- What is robotics?
- The field of robotics are the problem of building hardwares with sensors and actuators which is capable of performing tasks in the real world.
- What is a robot?
- A robot is an automonous system which exists in the real world, can sense its environment, and act on it to achieve some goals.
What is intelligent robotics/AI Robotics? the field which combines robotics and AI is called intelligent robotics, which is inspired directly from the field of engineering instead of psychology.
What is Cognitive Robotics? Refers to the design of sensorimotor and cognitive capabilities in intelligent robots, taking direct inspiration from cognitive and biological sciences”
Cognitive robotics is the field that combines insights and methods from AI as well as cognitive and biological sciences to robotics.
It contains four key principles: Embodied Cognitive Theory, AI/Knowledge-based systems, Behavioural Robotics and Synthetic Methedologies.
What is Artificial Cognitive Systems? Modelling of simulated and embodied/robotic agents taking inspiration from natural and cognitive systems
- Six key attributes of cognition in artificial cognitive systems:
Embodiment: The body of a robot is the physical structure that enables it to interact with the environment.
A robot’s intelligence and cognitive processes are closely tied to its physical body and the way it interacts with the environment. Rather than treating the robot as a disembodied mind or an abstract information processor, embodiment emphasizes the integration of perception, action, and cognition in a unified system.
What is cognition? “Cognition is the process by which an autonomous system perceives its environment, learns from experience, anticipates the outcome of events, acts to pursue goals, and adapts to changing circumstances” (Vernon 2014)

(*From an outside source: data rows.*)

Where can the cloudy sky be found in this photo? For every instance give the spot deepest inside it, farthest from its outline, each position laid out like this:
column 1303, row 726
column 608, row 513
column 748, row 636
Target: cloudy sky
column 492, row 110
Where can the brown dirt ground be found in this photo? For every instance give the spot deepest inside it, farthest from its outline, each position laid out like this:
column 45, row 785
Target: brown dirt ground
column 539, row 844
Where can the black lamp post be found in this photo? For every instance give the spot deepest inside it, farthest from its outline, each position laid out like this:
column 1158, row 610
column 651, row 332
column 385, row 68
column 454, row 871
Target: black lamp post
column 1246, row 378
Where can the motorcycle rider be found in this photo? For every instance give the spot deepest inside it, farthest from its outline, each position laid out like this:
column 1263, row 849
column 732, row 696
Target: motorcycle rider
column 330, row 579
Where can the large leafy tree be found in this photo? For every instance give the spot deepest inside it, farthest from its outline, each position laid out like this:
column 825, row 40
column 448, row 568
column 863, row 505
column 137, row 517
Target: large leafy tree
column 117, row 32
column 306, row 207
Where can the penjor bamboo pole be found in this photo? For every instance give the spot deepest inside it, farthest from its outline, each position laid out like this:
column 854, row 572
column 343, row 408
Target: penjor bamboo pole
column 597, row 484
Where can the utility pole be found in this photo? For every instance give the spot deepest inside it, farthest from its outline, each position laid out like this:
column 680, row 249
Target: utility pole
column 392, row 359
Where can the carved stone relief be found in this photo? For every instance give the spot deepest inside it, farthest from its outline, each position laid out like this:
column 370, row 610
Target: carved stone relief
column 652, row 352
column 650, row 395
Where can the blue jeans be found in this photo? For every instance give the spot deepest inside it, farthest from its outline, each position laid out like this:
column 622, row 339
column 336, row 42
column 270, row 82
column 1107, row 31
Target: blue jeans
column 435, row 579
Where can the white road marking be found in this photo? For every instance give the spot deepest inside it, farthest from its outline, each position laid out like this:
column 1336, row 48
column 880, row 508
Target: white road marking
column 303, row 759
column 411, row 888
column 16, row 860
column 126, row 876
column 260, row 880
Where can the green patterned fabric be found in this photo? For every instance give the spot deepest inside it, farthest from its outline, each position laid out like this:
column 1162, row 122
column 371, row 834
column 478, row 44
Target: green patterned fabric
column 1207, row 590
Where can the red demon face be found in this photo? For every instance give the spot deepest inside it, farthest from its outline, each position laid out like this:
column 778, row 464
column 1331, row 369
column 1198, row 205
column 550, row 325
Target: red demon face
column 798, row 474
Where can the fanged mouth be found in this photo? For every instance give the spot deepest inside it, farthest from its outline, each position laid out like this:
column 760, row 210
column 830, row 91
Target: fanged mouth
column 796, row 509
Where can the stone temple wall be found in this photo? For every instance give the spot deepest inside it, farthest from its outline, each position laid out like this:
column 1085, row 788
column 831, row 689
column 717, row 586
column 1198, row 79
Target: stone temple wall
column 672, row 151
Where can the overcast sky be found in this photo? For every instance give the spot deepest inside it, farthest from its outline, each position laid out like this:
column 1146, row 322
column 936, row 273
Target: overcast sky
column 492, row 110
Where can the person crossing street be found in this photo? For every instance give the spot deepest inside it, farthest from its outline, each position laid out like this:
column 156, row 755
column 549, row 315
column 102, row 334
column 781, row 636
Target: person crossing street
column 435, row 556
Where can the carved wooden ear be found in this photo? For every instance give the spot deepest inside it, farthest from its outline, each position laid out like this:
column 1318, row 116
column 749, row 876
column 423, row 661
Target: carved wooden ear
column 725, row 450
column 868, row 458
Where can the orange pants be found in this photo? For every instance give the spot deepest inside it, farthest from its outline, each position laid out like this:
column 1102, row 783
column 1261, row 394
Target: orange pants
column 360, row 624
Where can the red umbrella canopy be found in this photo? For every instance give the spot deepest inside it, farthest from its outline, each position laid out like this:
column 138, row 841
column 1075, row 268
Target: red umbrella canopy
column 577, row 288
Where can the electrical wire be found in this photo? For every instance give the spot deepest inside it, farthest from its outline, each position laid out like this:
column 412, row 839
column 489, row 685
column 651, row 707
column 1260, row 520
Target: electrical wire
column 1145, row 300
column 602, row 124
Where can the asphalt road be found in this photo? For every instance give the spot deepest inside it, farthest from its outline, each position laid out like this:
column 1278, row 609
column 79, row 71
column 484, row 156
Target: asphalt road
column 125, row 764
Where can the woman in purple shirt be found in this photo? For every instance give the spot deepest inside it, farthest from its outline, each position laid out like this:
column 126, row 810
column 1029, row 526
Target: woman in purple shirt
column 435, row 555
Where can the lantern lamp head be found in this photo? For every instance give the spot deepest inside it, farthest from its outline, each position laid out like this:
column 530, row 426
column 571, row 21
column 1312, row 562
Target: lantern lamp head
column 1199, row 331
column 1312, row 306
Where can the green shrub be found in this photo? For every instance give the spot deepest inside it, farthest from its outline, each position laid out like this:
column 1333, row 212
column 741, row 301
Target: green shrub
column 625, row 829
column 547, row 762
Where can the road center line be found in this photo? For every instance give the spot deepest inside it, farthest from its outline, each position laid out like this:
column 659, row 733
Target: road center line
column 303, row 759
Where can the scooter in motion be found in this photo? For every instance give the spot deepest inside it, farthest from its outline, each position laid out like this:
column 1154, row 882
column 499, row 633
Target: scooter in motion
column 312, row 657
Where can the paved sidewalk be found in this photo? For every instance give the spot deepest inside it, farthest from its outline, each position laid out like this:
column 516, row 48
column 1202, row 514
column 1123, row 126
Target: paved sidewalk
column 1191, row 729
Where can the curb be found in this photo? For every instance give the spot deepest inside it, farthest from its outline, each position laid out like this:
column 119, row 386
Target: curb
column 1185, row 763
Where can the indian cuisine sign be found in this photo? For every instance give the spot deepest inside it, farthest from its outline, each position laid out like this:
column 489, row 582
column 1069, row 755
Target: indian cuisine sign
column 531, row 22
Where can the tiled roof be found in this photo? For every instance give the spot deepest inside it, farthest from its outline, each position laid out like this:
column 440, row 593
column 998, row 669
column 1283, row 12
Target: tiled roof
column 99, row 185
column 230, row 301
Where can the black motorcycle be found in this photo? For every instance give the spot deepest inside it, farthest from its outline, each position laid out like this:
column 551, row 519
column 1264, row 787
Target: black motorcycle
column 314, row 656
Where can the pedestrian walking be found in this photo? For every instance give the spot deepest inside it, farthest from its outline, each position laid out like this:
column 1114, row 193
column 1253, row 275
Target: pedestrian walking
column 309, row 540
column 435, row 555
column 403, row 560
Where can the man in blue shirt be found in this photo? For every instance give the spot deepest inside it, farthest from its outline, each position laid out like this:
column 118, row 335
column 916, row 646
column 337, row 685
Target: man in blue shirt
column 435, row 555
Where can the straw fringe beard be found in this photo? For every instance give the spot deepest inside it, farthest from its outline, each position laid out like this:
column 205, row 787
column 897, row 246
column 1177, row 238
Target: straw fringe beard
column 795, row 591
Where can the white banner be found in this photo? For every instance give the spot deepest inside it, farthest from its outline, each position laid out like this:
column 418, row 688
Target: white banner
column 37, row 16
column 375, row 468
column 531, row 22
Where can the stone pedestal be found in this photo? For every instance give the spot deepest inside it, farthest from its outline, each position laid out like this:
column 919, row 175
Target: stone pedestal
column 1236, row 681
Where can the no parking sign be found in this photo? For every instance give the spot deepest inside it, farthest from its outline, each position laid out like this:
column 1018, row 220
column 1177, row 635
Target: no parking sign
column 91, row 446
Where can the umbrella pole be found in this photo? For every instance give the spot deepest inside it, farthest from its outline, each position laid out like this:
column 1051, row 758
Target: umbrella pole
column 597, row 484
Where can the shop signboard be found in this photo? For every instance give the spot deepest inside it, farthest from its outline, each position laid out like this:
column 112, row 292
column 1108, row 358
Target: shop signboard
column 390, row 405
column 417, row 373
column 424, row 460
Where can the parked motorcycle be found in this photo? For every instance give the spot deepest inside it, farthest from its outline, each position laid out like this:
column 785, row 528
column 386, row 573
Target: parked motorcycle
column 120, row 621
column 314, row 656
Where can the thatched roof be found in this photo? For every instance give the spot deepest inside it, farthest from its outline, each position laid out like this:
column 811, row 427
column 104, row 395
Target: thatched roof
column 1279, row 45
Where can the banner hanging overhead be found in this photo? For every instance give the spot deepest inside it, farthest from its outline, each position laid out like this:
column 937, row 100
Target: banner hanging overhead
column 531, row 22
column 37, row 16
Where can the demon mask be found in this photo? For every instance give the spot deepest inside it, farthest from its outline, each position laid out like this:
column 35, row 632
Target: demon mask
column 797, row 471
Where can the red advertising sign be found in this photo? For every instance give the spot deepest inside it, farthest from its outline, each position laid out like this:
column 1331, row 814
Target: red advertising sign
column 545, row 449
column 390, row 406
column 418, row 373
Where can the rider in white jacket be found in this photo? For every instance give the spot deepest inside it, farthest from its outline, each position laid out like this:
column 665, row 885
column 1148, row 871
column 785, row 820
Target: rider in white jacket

The first intelligent robot: Shakey the robot
- What are the five main cognitive robotics approaches?
- Developmental Robotics
- Evolutional Robotics
- Swarm Robotics
- Soft Robotics
- Neural Robotics
- What is the Marr’s abstraction?
- Computational / Theory
- Representational / Algorithmic
which decomposes the different level of abstraction and allow the analysation of the problem from highest levels, avoiding the consideration of the details of the implementation before the computational level or theoretical level is solved.
Example of an analysis/design of a cognitive robotics experiment: (Modi):
Follows Marr’s Abstraction, Modi experiment is designed as:
Computational / Theory: Model the language acquisition process exploiting embodiment, following a study showing how posture and space strategies allow word learning in the absence of visual objects.
Representational / Algorithmic: Robots are given both speech and visual input stimuli, which will be lead to some internal semantic representations, result in expected behavior: naming correct object or being able to acting on object such as pointing to it.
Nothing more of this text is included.